We utilized a standard Brownian dynamics algorithm with a base-backbone single-stranded DNA model.6, 7, 8, 9, 10, 33 In this two-bead model, each phosphate-sugar group is modeled as a single backbone bead. The beads are linked together to form a contiguous backbone, as seen in Fig. 1. In addition, each DNA base is modeled as a second bead that is connected to a backbone bead. Thus, the single-stranded DNA molecule is comprised of multiple base-backbone units.

Figure 1.

Figure 1

Example of a two-bead model of the single-stranded sequence G10A18C10; this chain is used for illustration purposes and is not a sequence in the study. The chain is comprised of a series of contiguous backbone beads and a series of base beads. The chain is initialized in either a linear or square U configuration. The Watson–Crick base pairing stem and noninteracting loop sections are labeled.

The particular two-bead model we use here and the basic parameters were described previously.10, 33 It is important to note that all of the potentials describing the system are defined in terms of the base units for energy, ϵ, and length, σ, in the model. The complete parameter space that explicitly describes the model is comprised of 41 variables, some of which are discrete.33 In this study, a small section of the parameter space was explored by varying the magnitude of the base stacking energy, ϵstack, and the hydrogen bonding energy, ϵHbond, while keeping the ratio of these quantities fixed; data obtained for values ϵstack∕ϵHbond=2.5∕1, 5∕2, and 10∕4 are presented here. We kept the ratio of the stacking and hydrogen bonding energies constant at the value approximated by Bloomfield et al.34 from thermodynamic data, but allowed the magnitude of these quantities to change in relation to the other energies of the system. The system is written in reduced units with a nondimensional temperature of T and a unit mass attributed to all beads.

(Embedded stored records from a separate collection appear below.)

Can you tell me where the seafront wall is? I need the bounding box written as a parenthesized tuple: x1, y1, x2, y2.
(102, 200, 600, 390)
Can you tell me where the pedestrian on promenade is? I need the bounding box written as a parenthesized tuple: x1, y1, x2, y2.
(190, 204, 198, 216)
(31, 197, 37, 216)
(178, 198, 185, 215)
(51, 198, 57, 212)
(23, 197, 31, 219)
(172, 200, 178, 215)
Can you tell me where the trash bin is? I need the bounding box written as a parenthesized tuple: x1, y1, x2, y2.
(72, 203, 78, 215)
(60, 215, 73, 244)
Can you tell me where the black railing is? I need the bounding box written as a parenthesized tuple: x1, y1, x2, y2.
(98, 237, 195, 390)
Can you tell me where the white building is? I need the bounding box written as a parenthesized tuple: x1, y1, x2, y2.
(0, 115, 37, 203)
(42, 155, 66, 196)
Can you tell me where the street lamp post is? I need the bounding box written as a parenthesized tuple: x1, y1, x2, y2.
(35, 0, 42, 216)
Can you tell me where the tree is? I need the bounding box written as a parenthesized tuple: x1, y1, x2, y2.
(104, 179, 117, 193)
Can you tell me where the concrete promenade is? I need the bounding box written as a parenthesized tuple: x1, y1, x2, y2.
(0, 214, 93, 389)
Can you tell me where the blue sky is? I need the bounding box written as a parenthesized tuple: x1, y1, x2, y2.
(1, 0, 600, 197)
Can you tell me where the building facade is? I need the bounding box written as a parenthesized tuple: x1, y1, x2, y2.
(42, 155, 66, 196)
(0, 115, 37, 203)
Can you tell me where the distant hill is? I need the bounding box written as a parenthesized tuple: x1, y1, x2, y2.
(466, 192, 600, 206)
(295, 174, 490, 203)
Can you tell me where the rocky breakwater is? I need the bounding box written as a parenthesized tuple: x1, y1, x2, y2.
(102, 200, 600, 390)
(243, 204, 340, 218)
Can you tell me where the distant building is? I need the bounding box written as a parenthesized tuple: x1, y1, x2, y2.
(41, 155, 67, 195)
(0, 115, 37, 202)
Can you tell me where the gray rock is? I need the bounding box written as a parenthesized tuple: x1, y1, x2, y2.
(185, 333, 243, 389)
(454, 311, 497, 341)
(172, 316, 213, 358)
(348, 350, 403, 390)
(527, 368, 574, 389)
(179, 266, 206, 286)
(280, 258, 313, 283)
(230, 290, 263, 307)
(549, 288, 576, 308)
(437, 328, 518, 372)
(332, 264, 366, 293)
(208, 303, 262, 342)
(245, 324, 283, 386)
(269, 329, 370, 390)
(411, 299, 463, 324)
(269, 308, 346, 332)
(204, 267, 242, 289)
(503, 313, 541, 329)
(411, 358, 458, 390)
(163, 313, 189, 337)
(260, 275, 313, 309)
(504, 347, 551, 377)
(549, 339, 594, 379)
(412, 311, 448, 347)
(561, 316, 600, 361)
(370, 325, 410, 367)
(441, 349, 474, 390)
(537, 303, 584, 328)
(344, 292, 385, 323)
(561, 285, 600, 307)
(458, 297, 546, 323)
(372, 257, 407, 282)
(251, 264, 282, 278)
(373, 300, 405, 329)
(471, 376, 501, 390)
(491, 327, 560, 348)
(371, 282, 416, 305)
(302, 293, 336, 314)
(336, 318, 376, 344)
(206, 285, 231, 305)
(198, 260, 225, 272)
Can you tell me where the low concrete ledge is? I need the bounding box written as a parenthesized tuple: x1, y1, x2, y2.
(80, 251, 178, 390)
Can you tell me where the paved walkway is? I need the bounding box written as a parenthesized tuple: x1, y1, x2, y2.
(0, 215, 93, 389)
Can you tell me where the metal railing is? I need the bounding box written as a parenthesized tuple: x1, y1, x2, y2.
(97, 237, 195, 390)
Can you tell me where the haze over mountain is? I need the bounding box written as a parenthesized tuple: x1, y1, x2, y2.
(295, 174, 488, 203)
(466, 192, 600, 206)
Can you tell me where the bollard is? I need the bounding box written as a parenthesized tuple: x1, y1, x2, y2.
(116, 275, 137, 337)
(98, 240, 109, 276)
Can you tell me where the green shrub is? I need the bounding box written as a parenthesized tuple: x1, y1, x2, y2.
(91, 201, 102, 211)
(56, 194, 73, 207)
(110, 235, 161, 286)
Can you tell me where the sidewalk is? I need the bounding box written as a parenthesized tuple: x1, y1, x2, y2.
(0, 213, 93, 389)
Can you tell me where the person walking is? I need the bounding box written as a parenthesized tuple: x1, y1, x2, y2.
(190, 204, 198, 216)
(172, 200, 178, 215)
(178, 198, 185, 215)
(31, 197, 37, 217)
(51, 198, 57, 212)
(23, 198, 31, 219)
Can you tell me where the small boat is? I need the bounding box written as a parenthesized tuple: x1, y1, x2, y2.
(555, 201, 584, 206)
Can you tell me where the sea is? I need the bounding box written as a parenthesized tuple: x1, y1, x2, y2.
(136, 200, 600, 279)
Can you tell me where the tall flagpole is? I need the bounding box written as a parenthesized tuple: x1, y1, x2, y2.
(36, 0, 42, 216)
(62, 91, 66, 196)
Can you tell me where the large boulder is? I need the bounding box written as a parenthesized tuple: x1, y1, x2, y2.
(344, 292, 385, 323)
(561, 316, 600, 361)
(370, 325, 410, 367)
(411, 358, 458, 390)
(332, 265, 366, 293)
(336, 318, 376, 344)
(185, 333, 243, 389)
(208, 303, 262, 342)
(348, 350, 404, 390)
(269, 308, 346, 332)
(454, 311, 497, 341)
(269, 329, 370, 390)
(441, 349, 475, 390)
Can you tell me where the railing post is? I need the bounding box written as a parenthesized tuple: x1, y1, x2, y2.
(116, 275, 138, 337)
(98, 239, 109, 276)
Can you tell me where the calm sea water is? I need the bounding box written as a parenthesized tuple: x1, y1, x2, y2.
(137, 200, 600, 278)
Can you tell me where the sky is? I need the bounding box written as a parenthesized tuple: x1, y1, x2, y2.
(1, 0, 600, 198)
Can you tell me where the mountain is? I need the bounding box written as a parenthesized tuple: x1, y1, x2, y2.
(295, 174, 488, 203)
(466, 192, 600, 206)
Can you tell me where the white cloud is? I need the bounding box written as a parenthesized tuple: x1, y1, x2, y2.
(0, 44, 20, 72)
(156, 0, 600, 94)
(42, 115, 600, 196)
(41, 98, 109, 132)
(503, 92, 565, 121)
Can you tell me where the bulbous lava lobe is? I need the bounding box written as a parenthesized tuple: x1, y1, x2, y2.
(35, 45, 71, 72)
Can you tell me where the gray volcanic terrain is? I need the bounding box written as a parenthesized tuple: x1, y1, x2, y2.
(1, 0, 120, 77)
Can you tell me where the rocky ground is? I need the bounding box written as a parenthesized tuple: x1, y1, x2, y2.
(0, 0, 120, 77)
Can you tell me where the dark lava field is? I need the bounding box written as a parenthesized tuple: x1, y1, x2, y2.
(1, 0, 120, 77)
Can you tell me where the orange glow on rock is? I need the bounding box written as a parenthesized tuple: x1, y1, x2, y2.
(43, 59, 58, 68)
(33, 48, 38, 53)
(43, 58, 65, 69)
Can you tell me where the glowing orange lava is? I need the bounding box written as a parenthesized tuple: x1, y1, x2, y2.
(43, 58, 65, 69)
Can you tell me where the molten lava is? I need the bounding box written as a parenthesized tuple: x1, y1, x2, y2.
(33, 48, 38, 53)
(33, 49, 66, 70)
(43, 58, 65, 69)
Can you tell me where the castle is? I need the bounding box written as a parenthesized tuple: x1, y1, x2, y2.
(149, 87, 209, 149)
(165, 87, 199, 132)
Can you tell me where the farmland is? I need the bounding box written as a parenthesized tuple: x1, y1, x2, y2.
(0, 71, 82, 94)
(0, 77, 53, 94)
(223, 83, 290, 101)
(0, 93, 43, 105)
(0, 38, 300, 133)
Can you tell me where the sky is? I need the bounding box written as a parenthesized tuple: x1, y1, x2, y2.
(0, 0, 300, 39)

At the start of the simulations, the molecule is initialized into one of the two conformations illustrated in Fig. 1: a linear chain (open configuration) or a square U chain (almost closed configuration). To ensure relaxation from this initial state, the simulations were carried out for 5×106 BD time steps to erase memory of the initial configuration. We then obtained configuration data for approximately 5×108 BD time steps with a time step of δt=0.01, where a single time step corresponds approximately to a nanosecond. This total simulation time leads to a sufficiently large number of binding and unbinding steps when T≈TMP, allowing reliable measurements of the phenomenon. Independent runs with different initial conditions were performed to ensure robustness with respect to the starting conformation of the molecules.

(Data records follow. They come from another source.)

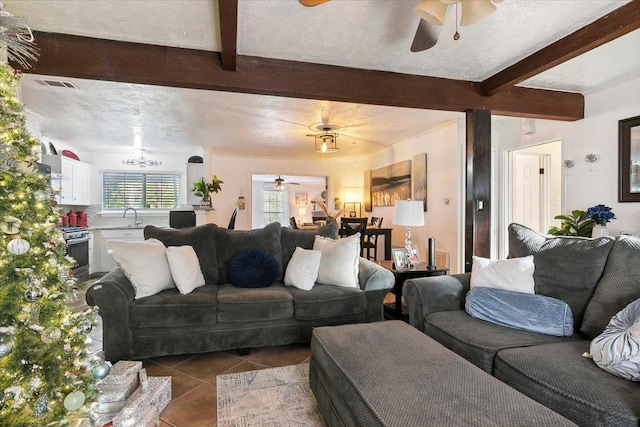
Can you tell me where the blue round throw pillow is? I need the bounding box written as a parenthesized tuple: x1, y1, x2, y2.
(228, 248, 279, 288)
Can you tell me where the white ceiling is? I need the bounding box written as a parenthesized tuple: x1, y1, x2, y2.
(7, 0, 639, 160)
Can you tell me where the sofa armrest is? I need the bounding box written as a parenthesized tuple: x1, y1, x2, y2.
(404, 273, 471, 332)
(85, 269, 135, 361)
(358, 257, 395, 292)
(358, 257, 395, 322)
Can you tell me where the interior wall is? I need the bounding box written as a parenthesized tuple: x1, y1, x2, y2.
(365, 120, 463, 273)
(210, 156, 364, 231)
(494, 74, 640, 242)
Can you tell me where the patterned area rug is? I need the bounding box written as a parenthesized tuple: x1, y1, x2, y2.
(217, 363, 327, 427)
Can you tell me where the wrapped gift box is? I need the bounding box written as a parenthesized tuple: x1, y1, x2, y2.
(100, 361, 142, 386)
(91, 399, 127, 414)
(112, 376, 171, 427)
(95, 376, 139, 403)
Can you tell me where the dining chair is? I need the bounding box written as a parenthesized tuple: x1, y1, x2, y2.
(227, 208, 238, 229)
(340, 218, 368, 256)
(362, 217, 383, 260)
(289, 217, 299, 229)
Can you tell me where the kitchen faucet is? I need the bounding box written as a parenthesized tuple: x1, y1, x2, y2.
(123, 207, 143, 227)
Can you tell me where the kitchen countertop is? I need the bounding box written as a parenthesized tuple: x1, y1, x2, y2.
(89, 225, 154, 230)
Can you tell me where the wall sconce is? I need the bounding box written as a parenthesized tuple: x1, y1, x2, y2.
(585, 154, 599, 171)
(563, 159, 575, 176)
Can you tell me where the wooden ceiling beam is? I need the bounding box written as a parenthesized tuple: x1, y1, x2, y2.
(217, 0, 238, 71)
(481, 0, 640, 96)
(17, 31, 584, 121)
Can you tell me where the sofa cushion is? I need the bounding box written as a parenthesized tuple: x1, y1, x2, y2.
(216, 283, 294, 322)
(166, 245, 206, 294)
(289, 284, 365, 320)
(228, 248, 279, 288)
(215, 222, 282, 284)
(425, 310, 576, 373)
(129, 284, 218, 328)
(281, 222, 338, 272)
(107, 238, 175, 299)
(581, 235, 640, 338)
(470, 255, 535, 294)
(466, 287, 573, 337)
(508, 223, 615, 328)
(144, 224, 219, 285)
(494, 340, 640, 426)
(590, 298, 640, 381)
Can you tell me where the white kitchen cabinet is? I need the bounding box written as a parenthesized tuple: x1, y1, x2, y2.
(58, 157, 91, 206)
(93, 228, 145, 273)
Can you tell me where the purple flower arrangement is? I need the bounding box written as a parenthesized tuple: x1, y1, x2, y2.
(586, 204, 616, 226)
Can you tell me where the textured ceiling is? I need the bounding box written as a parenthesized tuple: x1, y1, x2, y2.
(6, 0, 639, 159)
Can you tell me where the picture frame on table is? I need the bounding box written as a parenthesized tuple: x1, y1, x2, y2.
(408, 244, 421, 265)
(349, 211, 357, 218)
(392, 248, 409, 270)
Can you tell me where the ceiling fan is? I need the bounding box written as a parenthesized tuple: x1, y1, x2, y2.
(272, 175, 300, 191)
(298, 0, 502, 52)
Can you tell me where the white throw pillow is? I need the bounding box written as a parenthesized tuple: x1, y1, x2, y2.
(313, 233, 360, 288)
(166, 245, 206, 295)
(107, 238, 175, 299)
(470, 255, 535, 294)
(284, 247, 322, 291)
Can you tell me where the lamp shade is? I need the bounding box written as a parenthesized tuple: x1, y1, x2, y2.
(460, 0, 497, 27)
(414, 0, 448, 26)
(393, 200, 425, 227)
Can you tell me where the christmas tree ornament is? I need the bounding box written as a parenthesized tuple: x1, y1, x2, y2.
(1, 215, 21, 234)
(63, 390, 85, 411)
(7, 237, 30, 255)
(92, 362, 110, 380)
(0, 341, 12, 358)
(33, 395, 48, 418)
(79, 321, 92, 334)
(24, 286, 43, 302)
(40, 327, 61, 344)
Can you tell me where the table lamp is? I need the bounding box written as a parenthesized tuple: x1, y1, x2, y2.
(393, 200, 425, 264)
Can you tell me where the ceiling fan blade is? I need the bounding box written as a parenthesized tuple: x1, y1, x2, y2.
(299, 0, 330, 7)
(410, 19, 441, 52)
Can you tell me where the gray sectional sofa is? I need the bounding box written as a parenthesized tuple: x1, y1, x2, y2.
(404, 224, 640, 426)
(86, 222, 394, 362)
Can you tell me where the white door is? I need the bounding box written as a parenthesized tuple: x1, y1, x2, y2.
(512, 153, 542, 230)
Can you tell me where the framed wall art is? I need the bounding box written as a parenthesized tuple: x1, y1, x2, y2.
(371, 160, 411, 207)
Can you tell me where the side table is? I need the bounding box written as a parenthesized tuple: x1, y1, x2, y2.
(377, 260, 448, 320)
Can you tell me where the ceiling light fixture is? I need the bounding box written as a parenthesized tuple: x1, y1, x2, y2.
(414, 0, 502, 41)
(314, 128, 339, 153)
(274, 176, 286, 191)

The simulations use a nondimensional temperature, but prior to this study we did not have an experimentally validated conversion to a real temperature. To limit the dimensionless temperature phase space that we needed to explore, we used a two step procedure. In the first step, we noted that the maximum characteristic hydrogen bonding potential in the model is approximately 0.123(ϵuHbond).10 This leads to a characteristic energy of ϵ=−6.1 kcal∕mol. With a choice of uHbond=2 we find a temperature conversion of T=0.1→310 K. By first narrowing the temperature space through these estimates, we were able to make initial sweeps of simulations at nondimensional temperatures in the range of 0.1–0.6 in increments of 0.05. In the second step, we analyzed these data with the metrics described below and then fine tuned the temperature search near the melting-point, and thus the transition region of the hairpin. Having narrowed the temperature range to within ±0.1 of the melting-point of the simulated sequence, the model was examined in more detail within this regime in temperature increments of 0.005. Additional simulations were added if the high temperature plateau was not sufficiently stable and clearly delineated. Three independent simulations were completed at every temperature point. The position of each of the simulated beads was saved every 1000 BD time steps (≈1 μs).

DATA ANALYSIS

Experimental data analysis

For each well, we binned the raw intensity data into temperature increments of 1 K and then averaged the 14 data replicates in each bin to produce an intensity Ik(T) for each of the k=1:96 wells, where T is measured in ΔT=1 K increments. For the control buffer wells, k=kbuffer=1:4 on a single plate, the intensity signals were averaged to create a plate specific background signal corresponding to the specific characteristics of buffer A. This produced a plate specific background signal,

Bplate(T)=Ik1:4, (1)

such as the one in Fig. 2a. In the latter and what follows, ⟨⋯⟩k represents an average of the k wells. The background fluorescence signal, Bplate(T), is subtracted from the raw data for the control dye wells (k=kdye=5:12) and the DNA containing wells (k=kDNA=13:96) to create the corrected intensity

Ik(T)=Ik(T)Bplate(T). (2)

Figure 2.

Figure 2

Postprocessing of the experimental data for the A5C5T5 sequence. (a) Average background fluorescence signal, Bplate(T). (b) Average background corrected unbound SYBR Green I temperature dependence, ⟨ubSG(T)⟩. (c) An example well’s melting curve, IkMC(T); the temperature dependence of the bound SYBR Green I signal is fit from the closed hairpin state, bSGfit,k(T). (d) Normalized and averaged replicates for the j=1 sequence. The temperature variation range is reported at selected normalized intensity values.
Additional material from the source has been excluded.